The results come even as tens of millions of American women have lost easy access to abortion across larges swathes of America over the past 12 months.

The study found a record-high 69% of Americans said abortion should generally be legal in the first three months of pregnancy. The prior high of 67% was recorded last May after the supreme court’s draft was leaked.

At the same time, the survey showed 34% of Americans believe abortion should be legal under any circumstances, just one point off last year’s record-high of 35% and above the 27% average since 1975.

Some 52% of Americans say abortion is morally acceptable, matching last year’s all-time high. That is 10 percentage points above the historical average since 2001.

“We’ve seen the public react very strongly to the [abortion] decision since it was leaked and after it was made,” said Justin McCarthy, a spokesperson for Gallup. “It may have changed how Americans define what it means to be pro-choice and pro-life.”

Although most Americans still oppose a later-term abortion, 37% say it should be legal in the second trimester and 22% in the final trimester. Gallup said these figures are the highest since 1996.

Since the US supreme court overturned federal abortion rights, a number of Republican-controlled state legislatures have brought in abortion bans that have varied in their extremity.

Abortion has also become a national political issue in the US as some Republicans have sought to distance themselves from the extreme bans that some in their party advocate, including an effort to bring in a federal ban on the right to abortion.

Leading Republican presidential contender Donald Trump has sought to distance himself from banning abortion rights outright – despite being responsible for the conservative makeup of the supreme court that overturned Roe – while others, such as former vice-president Mike Pence and rightwing Florida governor Ron DeSantis, have taken a more hardline stance.

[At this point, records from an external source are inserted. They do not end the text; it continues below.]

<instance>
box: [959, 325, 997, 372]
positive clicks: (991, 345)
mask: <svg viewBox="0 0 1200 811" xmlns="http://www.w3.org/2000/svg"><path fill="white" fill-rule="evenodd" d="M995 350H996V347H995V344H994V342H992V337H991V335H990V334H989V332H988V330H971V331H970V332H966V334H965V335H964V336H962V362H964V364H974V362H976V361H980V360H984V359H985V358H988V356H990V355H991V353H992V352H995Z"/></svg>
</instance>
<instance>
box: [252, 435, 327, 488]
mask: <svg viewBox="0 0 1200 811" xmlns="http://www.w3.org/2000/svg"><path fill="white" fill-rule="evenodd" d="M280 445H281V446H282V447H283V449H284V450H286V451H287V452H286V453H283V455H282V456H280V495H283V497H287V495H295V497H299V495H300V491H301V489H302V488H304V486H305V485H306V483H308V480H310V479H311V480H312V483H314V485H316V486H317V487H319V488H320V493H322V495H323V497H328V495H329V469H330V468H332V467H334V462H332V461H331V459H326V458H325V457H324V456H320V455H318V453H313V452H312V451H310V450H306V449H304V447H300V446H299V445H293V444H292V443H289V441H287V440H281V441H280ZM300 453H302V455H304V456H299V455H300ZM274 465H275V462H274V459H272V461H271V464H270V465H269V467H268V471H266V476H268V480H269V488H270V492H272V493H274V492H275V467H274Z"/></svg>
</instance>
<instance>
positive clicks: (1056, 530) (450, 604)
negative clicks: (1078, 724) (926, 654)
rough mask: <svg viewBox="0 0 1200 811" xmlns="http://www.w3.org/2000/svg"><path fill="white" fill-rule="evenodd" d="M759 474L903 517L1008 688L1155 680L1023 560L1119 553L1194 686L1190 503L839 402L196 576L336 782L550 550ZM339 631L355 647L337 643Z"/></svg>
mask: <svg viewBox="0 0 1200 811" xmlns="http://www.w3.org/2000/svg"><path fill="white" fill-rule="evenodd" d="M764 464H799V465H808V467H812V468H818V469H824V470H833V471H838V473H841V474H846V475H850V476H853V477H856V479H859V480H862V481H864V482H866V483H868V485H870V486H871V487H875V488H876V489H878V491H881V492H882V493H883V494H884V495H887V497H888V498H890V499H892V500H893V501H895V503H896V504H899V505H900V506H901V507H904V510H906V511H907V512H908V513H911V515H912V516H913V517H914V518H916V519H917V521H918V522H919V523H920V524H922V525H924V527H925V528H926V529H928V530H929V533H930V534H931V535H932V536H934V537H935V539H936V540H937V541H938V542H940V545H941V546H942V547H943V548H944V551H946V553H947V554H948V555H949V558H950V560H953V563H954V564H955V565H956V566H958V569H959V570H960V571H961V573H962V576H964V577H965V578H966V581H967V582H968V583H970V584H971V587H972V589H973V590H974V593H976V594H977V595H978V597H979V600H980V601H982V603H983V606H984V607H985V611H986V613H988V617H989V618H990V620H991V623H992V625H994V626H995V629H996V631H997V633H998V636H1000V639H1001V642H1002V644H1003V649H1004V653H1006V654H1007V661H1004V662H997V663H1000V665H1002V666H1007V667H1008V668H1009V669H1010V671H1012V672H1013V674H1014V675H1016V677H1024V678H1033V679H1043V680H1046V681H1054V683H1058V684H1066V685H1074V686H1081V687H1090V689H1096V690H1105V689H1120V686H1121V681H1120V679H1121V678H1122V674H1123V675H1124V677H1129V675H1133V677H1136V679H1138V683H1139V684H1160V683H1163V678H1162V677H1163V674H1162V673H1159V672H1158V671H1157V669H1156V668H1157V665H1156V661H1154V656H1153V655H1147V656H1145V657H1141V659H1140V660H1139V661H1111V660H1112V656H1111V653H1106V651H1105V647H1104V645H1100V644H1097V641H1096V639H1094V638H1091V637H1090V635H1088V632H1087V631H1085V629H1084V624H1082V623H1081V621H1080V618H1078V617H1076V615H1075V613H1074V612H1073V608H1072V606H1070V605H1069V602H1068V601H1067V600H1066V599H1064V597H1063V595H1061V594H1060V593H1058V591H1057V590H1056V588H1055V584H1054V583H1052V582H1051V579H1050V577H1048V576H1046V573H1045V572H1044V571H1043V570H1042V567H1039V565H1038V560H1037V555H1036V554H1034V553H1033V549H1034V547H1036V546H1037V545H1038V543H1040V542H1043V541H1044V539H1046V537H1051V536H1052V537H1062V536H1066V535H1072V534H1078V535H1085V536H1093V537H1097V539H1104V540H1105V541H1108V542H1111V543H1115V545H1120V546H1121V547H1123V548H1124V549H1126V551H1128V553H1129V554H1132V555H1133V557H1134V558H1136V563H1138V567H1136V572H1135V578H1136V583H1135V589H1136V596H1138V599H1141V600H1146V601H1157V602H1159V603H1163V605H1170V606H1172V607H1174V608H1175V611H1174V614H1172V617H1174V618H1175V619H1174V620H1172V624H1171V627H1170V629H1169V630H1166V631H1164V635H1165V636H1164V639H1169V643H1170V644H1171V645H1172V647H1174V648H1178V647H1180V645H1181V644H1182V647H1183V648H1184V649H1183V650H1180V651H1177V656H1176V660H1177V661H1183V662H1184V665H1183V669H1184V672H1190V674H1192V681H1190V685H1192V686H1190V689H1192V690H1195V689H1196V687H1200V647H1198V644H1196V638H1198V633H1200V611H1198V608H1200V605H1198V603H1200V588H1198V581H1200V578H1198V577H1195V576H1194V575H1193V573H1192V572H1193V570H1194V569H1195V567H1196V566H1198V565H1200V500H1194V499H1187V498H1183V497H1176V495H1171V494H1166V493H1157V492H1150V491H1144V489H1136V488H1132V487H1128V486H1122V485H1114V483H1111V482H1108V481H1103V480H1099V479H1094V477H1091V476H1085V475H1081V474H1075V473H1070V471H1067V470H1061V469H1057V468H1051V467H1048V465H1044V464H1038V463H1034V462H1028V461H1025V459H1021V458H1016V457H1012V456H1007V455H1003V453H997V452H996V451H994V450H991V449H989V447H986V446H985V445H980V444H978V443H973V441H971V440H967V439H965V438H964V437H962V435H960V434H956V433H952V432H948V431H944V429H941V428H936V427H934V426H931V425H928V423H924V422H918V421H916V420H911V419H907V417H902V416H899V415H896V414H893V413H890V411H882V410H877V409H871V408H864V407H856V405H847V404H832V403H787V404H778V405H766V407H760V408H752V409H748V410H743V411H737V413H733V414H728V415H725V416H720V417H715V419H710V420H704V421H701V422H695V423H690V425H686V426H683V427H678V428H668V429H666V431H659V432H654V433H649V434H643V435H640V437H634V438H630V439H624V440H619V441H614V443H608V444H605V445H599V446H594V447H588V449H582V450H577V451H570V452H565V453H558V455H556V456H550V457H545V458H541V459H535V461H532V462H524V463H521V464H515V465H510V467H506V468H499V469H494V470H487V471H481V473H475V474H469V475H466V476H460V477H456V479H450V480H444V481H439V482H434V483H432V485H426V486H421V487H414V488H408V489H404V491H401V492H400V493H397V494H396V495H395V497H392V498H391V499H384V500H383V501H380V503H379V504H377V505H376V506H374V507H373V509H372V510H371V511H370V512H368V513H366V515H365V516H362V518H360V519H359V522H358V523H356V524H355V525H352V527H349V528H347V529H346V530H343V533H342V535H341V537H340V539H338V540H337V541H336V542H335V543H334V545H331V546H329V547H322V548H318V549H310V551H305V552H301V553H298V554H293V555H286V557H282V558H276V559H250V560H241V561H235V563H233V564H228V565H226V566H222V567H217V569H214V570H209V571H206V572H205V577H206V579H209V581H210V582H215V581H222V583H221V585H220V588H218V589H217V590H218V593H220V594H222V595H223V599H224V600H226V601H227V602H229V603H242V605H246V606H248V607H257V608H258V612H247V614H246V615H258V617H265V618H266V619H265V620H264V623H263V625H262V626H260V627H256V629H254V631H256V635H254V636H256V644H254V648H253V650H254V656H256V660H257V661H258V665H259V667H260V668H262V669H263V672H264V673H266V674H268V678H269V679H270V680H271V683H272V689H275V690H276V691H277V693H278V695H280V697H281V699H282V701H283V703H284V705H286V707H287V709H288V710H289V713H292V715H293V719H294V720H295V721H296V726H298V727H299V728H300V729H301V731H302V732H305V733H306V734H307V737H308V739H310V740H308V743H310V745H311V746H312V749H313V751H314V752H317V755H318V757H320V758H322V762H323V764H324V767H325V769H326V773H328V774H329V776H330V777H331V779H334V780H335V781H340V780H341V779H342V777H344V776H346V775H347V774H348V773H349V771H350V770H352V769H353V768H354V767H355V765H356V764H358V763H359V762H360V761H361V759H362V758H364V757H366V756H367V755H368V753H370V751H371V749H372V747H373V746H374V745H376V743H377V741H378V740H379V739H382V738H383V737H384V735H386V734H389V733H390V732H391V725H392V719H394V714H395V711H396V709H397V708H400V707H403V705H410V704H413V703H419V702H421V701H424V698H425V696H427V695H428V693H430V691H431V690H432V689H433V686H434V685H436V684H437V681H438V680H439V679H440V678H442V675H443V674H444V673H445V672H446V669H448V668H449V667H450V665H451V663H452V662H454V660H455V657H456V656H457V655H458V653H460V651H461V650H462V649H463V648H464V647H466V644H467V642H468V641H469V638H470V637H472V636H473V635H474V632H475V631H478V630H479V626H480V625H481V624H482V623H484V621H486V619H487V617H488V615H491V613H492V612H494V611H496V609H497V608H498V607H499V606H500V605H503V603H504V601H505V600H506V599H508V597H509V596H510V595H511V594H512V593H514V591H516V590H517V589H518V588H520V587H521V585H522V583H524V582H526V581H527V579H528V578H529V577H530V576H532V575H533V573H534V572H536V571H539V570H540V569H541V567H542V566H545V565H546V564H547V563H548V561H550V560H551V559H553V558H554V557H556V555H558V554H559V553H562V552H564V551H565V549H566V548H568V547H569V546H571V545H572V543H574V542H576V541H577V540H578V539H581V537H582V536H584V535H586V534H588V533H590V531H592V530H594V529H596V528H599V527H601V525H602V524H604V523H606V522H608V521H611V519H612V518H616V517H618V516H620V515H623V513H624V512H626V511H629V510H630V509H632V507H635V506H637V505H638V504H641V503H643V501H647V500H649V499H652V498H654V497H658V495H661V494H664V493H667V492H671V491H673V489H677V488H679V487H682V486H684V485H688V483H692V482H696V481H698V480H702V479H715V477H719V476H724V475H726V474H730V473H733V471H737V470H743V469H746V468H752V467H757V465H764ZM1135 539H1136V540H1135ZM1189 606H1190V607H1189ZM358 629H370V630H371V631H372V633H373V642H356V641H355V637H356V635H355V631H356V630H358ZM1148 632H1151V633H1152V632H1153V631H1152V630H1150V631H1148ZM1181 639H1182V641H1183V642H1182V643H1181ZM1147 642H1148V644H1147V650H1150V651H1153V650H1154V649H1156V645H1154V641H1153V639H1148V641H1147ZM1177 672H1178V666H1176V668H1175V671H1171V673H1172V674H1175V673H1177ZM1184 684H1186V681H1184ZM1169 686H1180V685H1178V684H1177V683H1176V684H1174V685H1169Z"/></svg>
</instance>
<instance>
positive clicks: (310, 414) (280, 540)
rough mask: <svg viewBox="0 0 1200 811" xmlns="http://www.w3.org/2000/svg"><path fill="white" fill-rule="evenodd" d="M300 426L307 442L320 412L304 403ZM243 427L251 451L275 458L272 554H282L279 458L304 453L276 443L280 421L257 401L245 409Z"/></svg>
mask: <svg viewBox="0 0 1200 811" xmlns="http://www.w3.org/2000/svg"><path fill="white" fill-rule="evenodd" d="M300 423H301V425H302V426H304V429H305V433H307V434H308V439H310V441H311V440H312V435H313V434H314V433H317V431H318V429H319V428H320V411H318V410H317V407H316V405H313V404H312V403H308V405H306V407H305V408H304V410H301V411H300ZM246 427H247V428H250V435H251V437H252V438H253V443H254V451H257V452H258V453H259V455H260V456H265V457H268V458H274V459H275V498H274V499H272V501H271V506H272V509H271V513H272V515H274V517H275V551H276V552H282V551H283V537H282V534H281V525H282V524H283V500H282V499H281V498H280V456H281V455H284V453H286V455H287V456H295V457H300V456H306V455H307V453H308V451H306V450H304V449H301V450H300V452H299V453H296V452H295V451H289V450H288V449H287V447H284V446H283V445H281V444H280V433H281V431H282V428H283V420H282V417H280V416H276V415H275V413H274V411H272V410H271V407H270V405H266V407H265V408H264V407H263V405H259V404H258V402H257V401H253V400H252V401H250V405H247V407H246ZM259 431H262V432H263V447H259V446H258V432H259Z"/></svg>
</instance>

Democrats, meanwhile, have frequently made defending abortion rights central to their election strategies.

Gallup has been surveying attitudes towards abortion since 1975. Since then, most people surveyed believed abortion should be legal under some circumstances, rather than legal under any circumstance or completely illegal.

The percentage of Americans wanting abortion to be outright illegal regardless of the circumstance has fallen from 21% in 2019 to 13% in 2022 and 2023, according to Gallup.

Support has also increased for keeping the prescription abortion pill mifepristone available in the US, with more than six in 10 Americans in favor.

Overall, Americans have continued to shift their attitude towards abortion in favor of it.

Gallup said: “The basic contours of American public opinion on abortion remain as they’ve been for decades: the majority of US adults want abortion legal, with restrictions. Among the rest, more think abortion should be completely legal than completely illegal.”